Северцев слушал внимательно, но при последних словах Елены Андреевны протестующе вытянул руку.
— Да, да, жизнь, дорогой Михаил Васильевич! Мой профессор утверждает, что они будут думать, чувствовать, двигаться. Они смогут понимать и писать стихи. Разве их нельзя назвать живыми?.. Неважно, из каких элементов построена сложная система — из белковых молекул или полупроводниковых элементов. Дома строят из разных материалов, а функция их одна и та же…
— Все, что вы говорите, Елена Андреевна, я и сейчас воспринимаю как кощунство, — не стерпел Северцев.
— Откровенно говоря, меня тоже не устраивает такая перспектива рода человеческого… — засмеялась она. — Но, может, тогда все станет проще?..
— Вслушиваясь в то, что занимает ваши мысли, я думаю, что вы просто-напросто отчаянно устали. Шли бы вы домой, к Василию Павловичу!.. Ничего здесь не случится за ночь.
— Василия Павловича сейчас нет в Москве.

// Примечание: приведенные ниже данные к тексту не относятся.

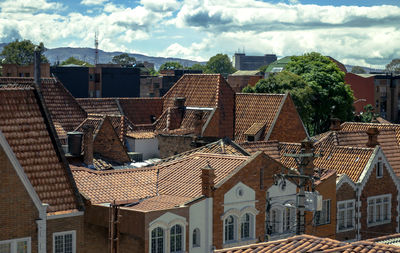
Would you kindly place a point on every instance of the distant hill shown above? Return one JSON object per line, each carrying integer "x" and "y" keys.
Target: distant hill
{"x": 88, "y": 54}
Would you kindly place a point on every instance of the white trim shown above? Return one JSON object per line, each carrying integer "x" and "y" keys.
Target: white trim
{"x": 377, "y": 223}
{"x": 14, "y": 242}
{"x": 353, "y": 222}
{"x": 72, "y": 232}
{"x": 41, "y": 207}
{"x": 66, "y": 215}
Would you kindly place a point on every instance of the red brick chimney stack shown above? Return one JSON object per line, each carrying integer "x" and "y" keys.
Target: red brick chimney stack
{"x": 88, "y": 144}
{"x": 373, "y": 133}
{"x": 207, "y": 181}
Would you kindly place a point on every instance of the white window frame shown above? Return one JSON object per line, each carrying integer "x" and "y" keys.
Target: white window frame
{"x": 198, "y": 238}
{"x": 327, "y": 213}
{"x": 345, "y": 210}
{"x": 381, "y": 208}
{"x": 379, "y": 169}
{"x": 72, "y": 232}
{"x": 14, "y": 242}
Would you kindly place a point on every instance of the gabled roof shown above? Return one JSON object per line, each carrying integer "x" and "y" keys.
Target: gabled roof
{"x": 223, "y": 146}
{"x": 256, "y": 108}
{"x": 345, "y": 160}
{"x": 63, "y": 107}
{"x": 27, "y": 129}
{"x": 179, "y": 177}
{"x": 300, "y": 243}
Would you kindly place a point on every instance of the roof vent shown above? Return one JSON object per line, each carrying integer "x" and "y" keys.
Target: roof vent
{"x": 75, "y": 143}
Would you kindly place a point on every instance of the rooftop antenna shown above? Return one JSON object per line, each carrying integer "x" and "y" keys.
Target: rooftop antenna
{"x": 96, "y": 45}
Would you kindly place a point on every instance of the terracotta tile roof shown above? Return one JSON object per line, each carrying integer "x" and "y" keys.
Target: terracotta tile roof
{"x": 271, "y": 148}
{"x": 365, "y": 247}
{"x": 141, "y": 135}
{"x": 161, "y": 202}
{"x": 108, "y": 106}
{"x": 119, "y": 185}
{"x": 223, "y": 146}
{"x": 199, "y": 90}
{"x": 25, "y": 127}
{"x": 300, "y": 243}
{"x": 62, "y": 106}
{"x": 255, "y": 108}
{"x": 386, "y": 138}
{"x": 141, "y": 110}
{"x": 345, "y": 160}
{"x": 177, "y": 178}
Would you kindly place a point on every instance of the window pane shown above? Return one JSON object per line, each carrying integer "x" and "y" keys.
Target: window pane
{"x": 22, "y": 247}
{"x": 5, "y": 248}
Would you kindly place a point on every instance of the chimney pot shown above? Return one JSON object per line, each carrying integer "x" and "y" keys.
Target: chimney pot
{"x": 335, "y": 124}
{"x": 373, "y": 133}
{"x": 88, "y": 144}
{"x": 207, "y": 181}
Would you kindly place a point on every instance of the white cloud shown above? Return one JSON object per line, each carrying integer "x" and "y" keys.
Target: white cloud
{"x": 28, "y": 6}
{"x": 93, "y": 2}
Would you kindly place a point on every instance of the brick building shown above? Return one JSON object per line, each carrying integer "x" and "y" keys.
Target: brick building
{"x": 41, "y": 209}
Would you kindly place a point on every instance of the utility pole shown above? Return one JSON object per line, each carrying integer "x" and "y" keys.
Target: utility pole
{"x": 305, "y": 176}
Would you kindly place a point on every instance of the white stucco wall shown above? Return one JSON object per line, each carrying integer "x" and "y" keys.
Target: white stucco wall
{"x": 201, "y": 217}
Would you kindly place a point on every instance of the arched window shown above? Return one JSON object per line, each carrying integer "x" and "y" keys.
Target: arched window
{"x": 229, "y": 228}
{"x": 196, "y": 238}
{"x": 157, "y": 240}
{"x": 176, "y": 239}
{"x": 245, "y": 226}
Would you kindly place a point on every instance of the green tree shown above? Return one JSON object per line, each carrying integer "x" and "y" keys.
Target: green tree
{"x": 394, "y": 66}
{"x": 358, "y": 70}
{"x": 21, "y": 52}
{"x": 329, "y": 95}
{"x": 74, "y": 61}
{"x": 263, "y": 69}
{"x": 170, "y": 65}
{"x": 124, "y": 59}
{"x": 198, "y": 66}
{"x": 220, "y": 63}
{"x": 368, "y": 114}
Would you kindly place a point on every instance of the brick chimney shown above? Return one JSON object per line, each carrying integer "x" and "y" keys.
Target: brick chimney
{"x": 198, "y": 123}
{"x": 335, "y": 124}
{"x": 373, "y": 133}
{"x": 88, "y": 145}
{"x": 207, "y": 181}
{"x": 307, "y": 147}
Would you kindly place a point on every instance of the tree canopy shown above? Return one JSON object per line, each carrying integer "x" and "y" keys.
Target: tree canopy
{"x": 318, "y": 90}
{"x": 358, "y": 70}
{"x": 124, "y": 59}
{"x": 22, "y": 52}
{"x": 170, "y": 65}
{"x": 73, "y": 60}
{"x": 220, "y": 63}
{"x": 394, "y": 66}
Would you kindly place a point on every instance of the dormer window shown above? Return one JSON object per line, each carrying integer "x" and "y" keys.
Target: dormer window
{"x": 379, "y": 170}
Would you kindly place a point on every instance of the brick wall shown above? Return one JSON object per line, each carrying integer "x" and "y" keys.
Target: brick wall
{"x": 18, "y": 212}
{"x": 378, "y": 186}
{"x": 249, "y": 175}
{"x": 289, "y": 120}
{"x": 346, "y": 192}
{"x": 328, "y": 191}
{"x": 66, "y": 224}
{"x": 108, "y": 144}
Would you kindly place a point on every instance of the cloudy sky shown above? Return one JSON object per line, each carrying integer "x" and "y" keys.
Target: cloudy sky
{"x": 358, "y": 32}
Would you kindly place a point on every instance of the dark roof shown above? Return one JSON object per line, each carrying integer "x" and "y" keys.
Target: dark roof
{"x": 26, "y": 127}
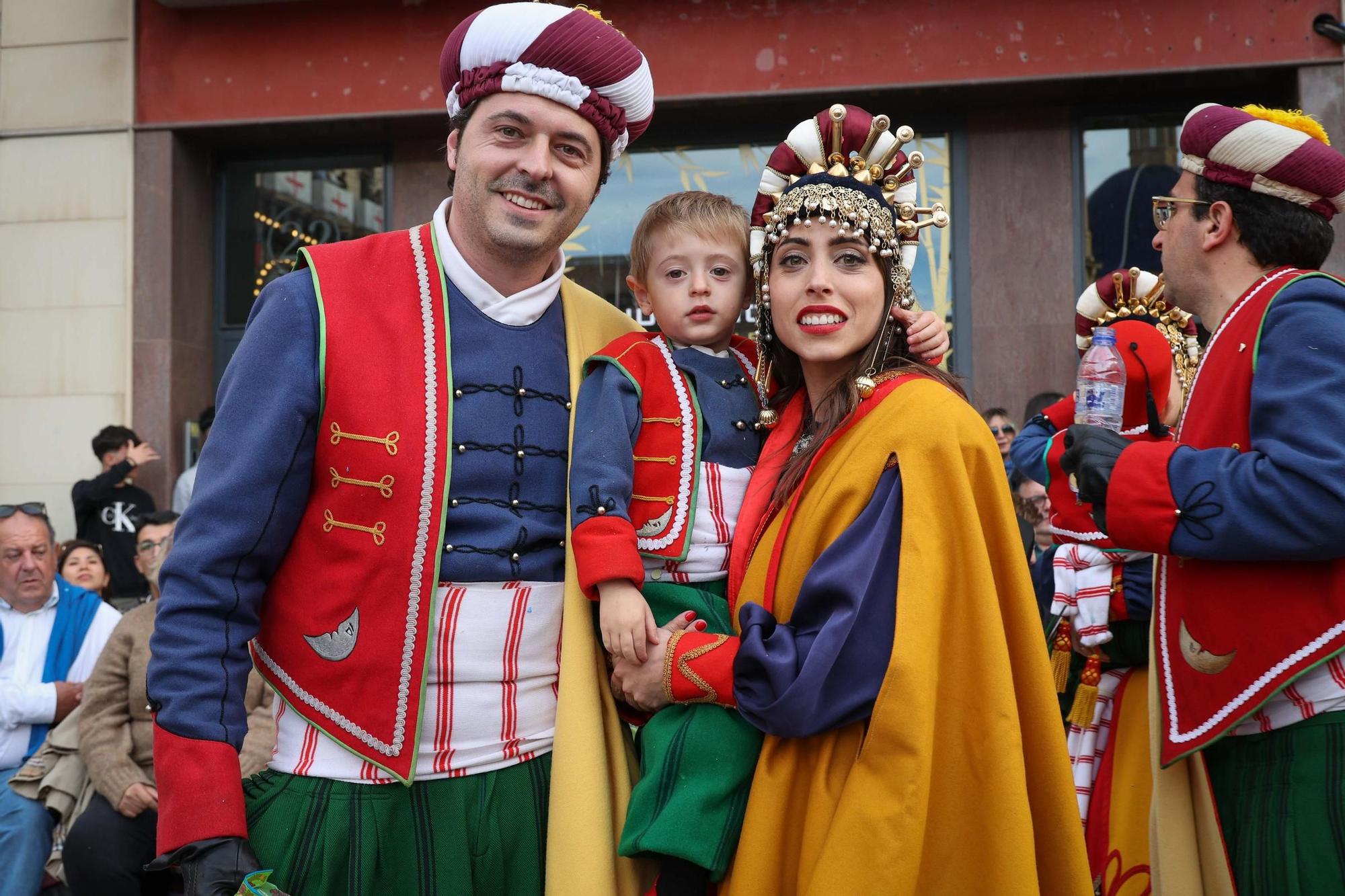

Мы видимся редко… Телеграмма и та для меня праздник. — И вдруг Елена Андреевна спросила: — Из больницы вы вернетесь в Сокольники, правда?
— А вы разве в адвокатах у Анны?
Вошла сестра и тихо сказала:
— Доктор Георгиева, скорее в пятую палату, к Яблоковой!.. Прошу вас, пожалуйста, поторопитесь!.. — И выбежала из комнаты.
Северцев устало опустил веки. Но уснуть он не смог. И снова открыл глаза.
Окна большого дома напротив раскрашивали облицованный белой плиткой фасад розовыми, голубыми, желтыми огоньками. Они появлялись и исчезали, рисуя на доме, как на огромном электрическом табло, то гигантскую, от первого до десятого этажа, латинскую букву «L», то русские «К» и «П», то шахматную доску… Северцев уже научился по этим световым комбинациям приблизительно узнавать время.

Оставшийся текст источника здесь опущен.